O projeto prevê ainda que as plataformas sejam impedidas de publicar anúncios de aluguel de longa duração para moradias sociais quando os preços da locação forem superiores a 30% da renda familiar – o valor já é determinado pelo decreto municipal.
Em caso de descumprimento, as plataformas poderão ser multadas em até R$ 50 mil, além de terem o serviço suspenso na cidade por até 30 dias. Além disso, o texto obriga as empresas a fornecerem relatórios para a prefeitura sobre os bloqueios de moradias desse tipo.
“Base legal clara”
Nabil apresentou o PL nesta segunda-feira (10/11). Na justificativa, o parlamentar lembra que, durante os trabalhos da CPI, as principais plataformas argumentaram que precisavam de “base legal clara” para bloquear anúncios de moradias sociais.
Segundo o petista, as empresas mostraram que há “disposição técnica” para bloquear os anúncios se houver um procedimento padrão definido.
“Parte das unidades produzidas com incentivos municipais não está sendo destinada à população-alvo, mas utilizada como ativo de renda por agentes que as ofertam em locações de curta duração (temporada) ou, no caso de locações de longa duração, acima do teto de preço compatível com a renda de referência”, diz o texto do projeto.
Entenda o caso
- Desde 2014, a legislação municipal incentiva que construtoras façam Habitações de Interesse Social (HIS) e de Mercado Popular (HMP), voltadas a quem tem renda familiar de até seis e também de até 10 salários mínimos, respectivamente, em áreas valorizadas da cidade, próximas a estações de trem e metrô, por exemplo.
- O objetivo seria de aproximar a população mais pobre dos empregos e da infraestrutura urbana.

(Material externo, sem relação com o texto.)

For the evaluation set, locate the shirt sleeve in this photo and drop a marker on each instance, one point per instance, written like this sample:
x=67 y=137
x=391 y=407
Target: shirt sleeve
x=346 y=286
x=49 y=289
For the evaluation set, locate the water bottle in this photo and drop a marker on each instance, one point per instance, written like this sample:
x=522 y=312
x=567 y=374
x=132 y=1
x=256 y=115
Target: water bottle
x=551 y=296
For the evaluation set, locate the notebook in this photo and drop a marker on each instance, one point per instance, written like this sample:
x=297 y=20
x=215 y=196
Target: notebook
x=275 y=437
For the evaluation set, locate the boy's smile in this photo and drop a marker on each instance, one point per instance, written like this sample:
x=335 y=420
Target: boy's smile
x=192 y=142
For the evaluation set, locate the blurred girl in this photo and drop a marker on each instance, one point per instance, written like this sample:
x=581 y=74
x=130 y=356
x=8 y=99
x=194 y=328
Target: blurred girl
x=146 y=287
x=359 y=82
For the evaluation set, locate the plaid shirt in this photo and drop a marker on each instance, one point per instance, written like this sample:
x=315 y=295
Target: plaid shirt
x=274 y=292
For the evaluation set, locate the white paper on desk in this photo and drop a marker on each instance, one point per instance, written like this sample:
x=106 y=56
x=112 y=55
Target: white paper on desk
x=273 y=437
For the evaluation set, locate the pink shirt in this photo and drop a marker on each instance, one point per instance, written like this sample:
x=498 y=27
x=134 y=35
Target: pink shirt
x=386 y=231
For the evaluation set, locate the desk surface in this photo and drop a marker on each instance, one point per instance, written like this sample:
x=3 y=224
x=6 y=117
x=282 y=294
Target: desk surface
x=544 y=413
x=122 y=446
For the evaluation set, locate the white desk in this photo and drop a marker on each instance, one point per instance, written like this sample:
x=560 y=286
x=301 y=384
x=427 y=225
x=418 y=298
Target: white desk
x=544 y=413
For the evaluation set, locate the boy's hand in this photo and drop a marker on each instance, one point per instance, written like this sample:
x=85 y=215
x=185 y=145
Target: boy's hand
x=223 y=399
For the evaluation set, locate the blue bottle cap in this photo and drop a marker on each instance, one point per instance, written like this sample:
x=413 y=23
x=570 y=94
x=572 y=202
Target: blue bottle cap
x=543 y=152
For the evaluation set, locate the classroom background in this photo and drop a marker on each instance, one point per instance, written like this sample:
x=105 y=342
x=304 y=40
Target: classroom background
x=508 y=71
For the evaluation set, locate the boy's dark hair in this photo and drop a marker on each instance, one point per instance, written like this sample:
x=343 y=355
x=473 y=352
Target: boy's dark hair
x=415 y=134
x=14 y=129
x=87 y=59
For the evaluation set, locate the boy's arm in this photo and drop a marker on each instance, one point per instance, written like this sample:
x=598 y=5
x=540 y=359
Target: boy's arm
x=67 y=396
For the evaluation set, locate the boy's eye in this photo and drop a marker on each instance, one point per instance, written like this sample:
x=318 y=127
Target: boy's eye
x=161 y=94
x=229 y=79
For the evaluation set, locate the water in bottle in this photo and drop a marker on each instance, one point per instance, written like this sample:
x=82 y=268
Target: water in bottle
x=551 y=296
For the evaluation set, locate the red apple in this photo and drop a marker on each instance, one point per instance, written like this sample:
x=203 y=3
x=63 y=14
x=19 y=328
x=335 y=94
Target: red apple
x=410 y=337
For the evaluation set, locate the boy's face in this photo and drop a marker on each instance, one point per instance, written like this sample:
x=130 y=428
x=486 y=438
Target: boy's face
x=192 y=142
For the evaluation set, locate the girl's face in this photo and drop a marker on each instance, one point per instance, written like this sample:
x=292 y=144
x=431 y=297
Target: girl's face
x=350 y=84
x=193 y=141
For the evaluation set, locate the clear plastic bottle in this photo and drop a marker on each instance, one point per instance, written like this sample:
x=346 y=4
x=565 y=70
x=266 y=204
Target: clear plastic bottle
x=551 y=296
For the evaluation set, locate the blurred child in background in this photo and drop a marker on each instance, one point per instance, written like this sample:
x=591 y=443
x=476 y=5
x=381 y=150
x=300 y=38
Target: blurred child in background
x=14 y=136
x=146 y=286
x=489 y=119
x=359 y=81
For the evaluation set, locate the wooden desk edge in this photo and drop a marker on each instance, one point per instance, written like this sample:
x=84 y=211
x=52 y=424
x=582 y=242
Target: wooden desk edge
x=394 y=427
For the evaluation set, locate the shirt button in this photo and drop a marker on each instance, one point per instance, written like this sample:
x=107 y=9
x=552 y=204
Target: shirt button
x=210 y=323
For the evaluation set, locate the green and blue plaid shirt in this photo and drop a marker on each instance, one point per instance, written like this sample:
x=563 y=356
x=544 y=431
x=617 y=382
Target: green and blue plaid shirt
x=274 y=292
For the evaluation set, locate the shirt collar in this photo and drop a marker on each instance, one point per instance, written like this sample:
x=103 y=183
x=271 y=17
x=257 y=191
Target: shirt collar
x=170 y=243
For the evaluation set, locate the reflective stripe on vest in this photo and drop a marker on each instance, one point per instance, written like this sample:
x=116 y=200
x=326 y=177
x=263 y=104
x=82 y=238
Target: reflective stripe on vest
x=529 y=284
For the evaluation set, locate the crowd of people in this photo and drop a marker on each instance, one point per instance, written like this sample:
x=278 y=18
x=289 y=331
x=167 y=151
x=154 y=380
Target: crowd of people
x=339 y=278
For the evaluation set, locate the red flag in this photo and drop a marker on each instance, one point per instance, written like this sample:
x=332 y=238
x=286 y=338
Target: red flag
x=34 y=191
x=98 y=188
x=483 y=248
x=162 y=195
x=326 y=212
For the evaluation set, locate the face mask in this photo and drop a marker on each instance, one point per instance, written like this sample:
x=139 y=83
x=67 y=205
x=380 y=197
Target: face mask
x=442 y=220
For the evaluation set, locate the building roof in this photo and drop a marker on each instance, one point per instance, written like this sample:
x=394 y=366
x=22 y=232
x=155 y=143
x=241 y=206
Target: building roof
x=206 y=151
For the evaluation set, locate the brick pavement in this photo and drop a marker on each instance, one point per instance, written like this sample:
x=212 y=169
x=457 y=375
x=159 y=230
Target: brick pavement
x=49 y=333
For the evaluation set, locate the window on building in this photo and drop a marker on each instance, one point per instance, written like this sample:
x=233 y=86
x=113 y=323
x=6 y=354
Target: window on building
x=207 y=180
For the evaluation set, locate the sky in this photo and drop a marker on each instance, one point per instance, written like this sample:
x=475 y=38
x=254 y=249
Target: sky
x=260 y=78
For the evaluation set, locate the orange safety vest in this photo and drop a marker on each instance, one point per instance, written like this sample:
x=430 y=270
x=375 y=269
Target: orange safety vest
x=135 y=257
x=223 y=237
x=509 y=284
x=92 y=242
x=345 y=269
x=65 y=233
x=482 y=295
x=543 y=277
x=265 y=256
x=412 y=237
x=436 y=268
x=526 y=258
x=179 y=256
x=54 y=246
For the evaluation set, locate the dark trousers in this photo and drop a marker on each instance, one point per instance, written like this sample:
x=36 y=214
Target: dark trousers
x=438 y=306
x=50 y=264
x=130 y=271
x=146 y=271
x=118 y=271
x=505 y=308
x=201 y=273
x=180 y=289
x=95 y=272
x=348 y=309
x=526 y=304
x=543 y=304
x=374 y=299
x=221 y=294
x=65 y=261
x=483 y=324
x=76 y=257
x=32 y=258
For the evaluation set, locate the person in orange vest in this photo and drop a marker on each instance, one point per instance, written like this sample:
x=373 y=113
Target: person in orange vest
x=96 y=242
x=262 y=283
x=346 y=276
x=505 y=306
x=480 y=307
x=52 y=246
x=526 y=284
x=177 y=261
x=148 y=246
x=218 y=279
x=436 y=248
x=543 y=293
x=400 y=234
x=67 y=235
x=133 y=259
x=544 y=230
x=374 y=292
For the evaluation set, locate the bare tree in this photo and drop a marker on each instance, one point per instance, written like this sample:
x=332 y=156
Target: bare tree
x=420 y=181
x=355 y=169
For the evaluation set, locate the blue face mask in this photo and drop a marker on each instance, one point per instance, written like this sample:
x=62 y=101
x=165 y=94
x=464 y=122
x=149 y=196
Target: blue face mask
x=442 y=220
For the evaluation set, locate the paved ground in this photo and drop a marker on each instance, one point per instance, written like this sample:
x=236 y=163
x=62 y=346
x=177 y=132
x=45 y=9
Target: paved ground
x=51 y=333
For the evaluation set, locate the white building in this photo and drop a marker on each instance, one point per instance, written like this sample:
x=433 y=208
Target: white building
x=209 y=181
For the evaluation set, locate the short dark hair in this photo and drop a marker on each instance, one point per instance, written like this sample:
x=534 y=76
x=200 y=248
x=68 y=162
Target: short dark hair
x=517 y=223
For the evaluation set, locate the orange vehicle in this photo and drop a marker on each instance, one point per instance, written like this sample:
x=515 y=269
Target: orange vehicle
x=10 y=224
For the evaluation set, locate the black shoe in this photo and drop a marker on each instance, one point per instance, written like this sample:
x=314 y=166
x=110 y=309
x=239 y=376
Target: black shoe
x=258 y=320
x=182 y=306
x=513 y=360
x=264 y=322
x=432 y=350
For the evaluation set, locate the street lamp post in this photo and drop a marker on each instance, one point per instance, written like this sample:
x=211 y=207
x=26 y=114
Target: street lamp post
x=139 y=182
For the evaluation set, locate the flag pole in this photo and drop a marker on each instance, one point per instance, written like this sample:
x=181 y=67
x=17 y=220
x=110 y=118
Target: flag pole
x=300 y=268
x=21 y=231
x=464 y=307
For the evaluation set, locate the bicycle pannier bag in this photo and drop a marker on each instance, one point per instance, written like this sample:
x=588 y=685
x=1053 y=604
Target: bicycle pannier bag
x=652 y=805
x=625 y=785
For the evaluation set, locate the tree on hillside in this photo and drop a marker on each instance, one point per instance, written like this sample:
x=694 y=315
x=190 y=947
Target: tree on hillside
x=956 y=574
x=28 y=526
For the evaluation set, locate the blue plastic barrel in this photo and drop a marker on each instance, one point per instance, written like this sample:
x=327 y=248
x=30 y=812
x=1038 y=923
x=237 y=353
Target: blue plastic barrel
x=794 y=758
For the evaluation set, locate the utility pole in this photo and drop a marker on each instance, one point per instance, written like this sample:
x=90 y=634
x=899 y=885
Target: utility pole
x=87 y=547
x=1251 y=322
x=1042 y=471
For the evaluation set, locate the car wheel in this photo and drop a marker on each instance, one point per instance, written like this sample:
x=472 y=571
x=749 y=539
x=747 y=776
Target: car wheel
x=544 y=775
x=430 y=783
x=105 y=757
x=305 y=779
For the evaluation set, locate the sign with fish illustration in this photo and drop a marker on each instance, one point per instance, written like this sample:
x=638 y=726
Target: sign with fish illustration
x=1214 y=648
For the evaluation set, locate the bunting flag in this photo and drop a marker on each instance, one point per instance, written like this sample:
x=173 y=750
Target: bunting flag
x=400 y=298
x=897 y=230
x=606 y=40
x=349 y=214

- Para isso, construtoras que oferecem apartamentos do tipo HIS e HMP nos seus prédios ganham a possibilidade de construir empreendimentos mais altos, sem pagar a mais por isso.
- Na prática, no entanto, construtoras fizeram studios e venderam estes apartamentos para investidores, que, por sua vez, compravam os imóveis com o objetivo de fazer o chamado “aluguel de curta duração” no AirBnb.
- Assim, vários empreendimentos ficaram vazios e tiveram seu uso desvirtuado da proposta original da política pública, não sendo ocupados pela população mais pobre.
- A CPI dos HIS na Câmara, assim como o Ministério Público de São Paulo, apuram o caso.